Mushroom Chicken Piccata
- Yield: 4 servings
- 4 chicken cutlets (4 ounces each)
- Freshly ground black pepper
- 4teaspoons olive oil, divided
- 12ounces crimini mushrooms, quartered
- 2teaspoons minced fresh garlic
- 1/4cup dry white wine
- 1/2cup low-sodium chicken broth
- 1 lemon
- 2tablespoons capers, with juice
- Season chicken with salt and pepper on both sides and heat a large sauté pan over medium heat. Add 2 teaspoons olive oil and warm briefly, then add chicken and cook until nicely browned, about 2 minutes per side. Remove to a plate and cover.
- In the same pan, warm the remaining olive oil over medium-high heat. Add a single layer of mushrooms and cook, without stirring, for about 5 minutes or until mushrooms become red-brown on one side.

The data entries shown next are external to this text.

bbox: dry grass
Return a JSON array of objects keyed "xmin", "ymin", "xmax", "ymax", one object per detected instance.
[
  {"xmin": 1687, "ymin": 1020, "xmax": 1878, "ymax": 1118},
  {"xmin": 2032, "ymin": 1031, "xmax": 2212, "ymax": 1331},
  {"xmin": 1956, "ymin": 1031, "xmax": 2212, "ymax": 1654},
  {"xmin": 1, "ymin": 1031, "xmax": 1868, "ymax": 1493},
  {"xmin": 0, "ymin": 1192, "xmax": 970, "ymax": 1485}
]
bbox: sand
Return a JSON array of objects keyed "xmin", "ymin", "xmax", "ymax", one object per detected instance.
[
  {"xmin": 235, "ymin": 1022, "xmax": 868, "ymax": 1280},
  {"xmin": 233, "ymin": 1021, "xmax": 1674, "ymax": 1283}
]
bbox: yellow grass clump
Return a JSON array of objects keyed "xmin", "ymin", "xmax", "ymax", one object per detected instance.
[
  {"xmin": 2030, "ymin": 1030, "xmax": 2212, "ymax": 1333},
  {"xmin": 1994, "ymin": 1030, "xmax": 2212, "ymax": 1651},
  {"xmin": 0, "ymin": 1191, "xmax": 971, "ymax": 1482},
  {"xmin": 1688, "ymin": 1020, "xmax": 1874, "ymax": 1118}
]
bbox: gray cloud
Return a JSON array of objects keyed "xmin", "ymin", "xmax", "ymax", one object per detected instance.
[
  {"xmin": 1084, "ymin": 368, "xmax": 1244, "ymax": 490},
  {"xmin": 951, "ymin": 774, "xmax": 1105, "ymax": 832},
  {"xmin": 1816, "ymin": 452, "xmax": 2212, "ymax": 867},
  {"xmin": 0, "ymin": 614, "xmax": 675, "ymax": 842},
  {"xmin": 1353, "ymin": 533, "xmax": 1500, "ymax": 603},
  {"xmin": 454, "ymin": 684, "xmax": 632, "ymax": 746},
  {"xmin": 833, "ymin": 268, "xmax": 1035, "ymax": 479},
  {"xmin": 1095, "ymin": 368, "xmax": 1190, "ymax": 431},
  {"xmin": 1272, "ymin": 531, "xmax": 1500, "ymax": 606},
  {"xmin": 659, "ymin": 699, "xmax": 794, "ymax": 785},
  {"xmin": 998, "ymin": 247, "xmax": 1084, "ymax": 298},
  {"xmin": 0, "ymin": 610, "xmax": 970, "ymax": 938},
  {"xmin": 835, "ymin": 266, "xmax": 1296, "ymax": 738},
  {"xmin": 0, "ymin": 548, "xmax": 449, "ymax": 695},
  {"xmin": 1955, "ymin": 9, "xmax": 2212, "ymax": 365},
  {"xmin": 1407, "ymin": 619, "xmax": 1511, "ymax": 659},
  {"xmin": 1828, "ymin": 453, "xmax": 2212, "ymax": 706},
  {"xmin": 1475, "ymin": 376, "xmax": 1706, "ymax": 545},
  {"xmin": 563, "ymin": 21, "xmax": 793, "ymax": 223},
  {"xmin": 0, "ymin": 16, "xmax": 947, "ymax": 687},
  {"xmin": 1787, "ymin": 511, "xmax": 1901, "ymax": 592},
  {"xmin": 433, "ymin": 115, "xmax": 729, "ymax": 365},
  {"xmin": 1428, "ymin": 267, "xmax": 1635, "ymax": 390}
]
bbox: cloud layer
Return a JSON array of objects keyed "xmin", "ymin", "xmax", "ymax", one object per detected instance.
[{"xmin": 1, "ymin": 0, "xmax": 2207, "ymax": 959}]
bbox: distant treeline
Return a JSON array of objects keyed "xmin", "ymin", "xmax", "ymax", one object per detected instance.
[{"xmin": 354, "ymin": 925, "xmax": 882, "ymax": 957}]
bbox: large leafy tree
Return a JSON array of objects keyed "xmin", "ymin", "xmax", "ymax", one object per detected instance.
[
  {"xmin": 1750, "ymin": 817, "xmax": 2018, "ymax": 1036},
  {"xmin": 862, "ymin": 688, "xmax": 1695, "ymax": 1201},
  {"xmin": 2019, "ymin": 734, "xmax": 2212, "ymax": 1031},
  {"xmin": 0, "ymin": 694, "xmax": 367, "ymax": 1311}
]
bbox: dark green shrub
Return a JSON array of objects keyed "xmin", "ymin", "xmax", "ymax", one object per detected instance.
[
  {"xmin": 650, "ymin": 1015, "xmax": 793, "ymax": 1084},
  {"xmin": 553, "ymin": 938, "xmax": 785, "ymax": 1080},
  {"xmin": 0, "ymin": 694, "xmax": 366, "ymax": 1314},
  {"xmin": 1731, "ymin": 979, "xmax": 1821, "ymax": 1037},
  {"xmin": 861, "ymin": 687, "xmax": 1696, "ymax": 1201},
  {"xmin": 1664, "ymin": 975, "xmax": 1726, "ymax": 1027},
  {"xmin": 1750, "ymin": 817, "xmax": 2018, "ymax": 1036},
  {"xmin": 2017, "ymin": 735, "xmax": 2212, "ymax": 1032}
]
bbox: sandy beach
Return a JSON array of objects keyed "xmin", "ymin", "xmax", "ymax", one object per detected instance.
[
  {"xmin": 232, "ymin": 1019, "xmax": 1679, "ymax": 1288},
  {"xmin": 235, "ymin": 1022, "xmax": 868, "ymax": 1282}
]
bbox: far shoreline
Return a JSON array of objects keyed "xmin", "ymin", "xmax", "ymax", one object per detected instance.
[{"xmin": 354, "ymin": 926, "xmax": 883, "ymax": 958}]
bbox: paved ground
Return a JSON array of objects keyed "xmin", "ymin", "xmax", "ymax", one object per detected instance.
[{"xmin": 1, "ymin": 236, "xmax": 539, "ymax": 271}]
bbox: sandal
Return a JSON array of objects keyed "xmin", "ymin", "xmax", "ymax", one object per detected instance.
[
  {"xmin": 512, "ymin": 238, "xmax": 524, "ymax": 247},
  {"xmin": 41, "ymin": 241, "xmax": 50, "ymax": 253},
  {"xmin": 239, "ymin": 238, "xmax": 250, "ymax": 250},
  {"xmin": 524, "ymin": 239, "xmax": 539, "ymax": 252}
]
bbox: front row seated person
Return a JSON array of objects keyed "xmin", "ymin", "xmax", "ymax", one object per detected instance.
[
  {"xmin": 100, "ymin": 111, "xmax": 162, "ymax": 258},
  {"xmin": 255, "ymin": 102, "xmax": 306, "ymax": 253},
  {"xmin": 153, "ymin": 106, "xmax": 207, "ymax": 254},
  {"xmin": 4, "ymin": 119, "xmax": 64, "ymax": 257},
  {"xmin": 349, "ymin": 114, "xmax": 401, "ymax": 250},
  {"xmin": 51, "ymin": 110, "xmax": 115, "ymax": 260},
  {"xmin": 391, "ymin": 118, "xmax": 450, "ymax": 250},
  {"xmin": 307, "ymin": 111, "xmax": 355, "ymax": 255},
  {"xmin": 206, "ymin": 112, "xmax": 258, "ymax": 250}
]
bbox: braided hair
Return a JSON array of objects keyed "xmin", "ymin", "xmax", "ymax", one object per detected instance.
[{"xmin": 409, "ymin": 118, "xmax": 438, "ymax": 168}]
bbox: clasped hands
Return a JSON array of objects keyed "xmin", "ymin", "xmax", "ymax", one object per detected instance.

Flip mushrooms, add garlic and cook another 2 minutes. Add wine and scrape up any browned bits in the pan. Bring to a boil and add stock, then return heat until it is bubbling nicely.
- Slice 4 very thin slices of lemon and add to the pan along with the juice from half of the lemon. Add capers and continue cooking sauce till it becomes a glaze, about 2 more minutes. Add the chicken to the sauce and heat through, then serve.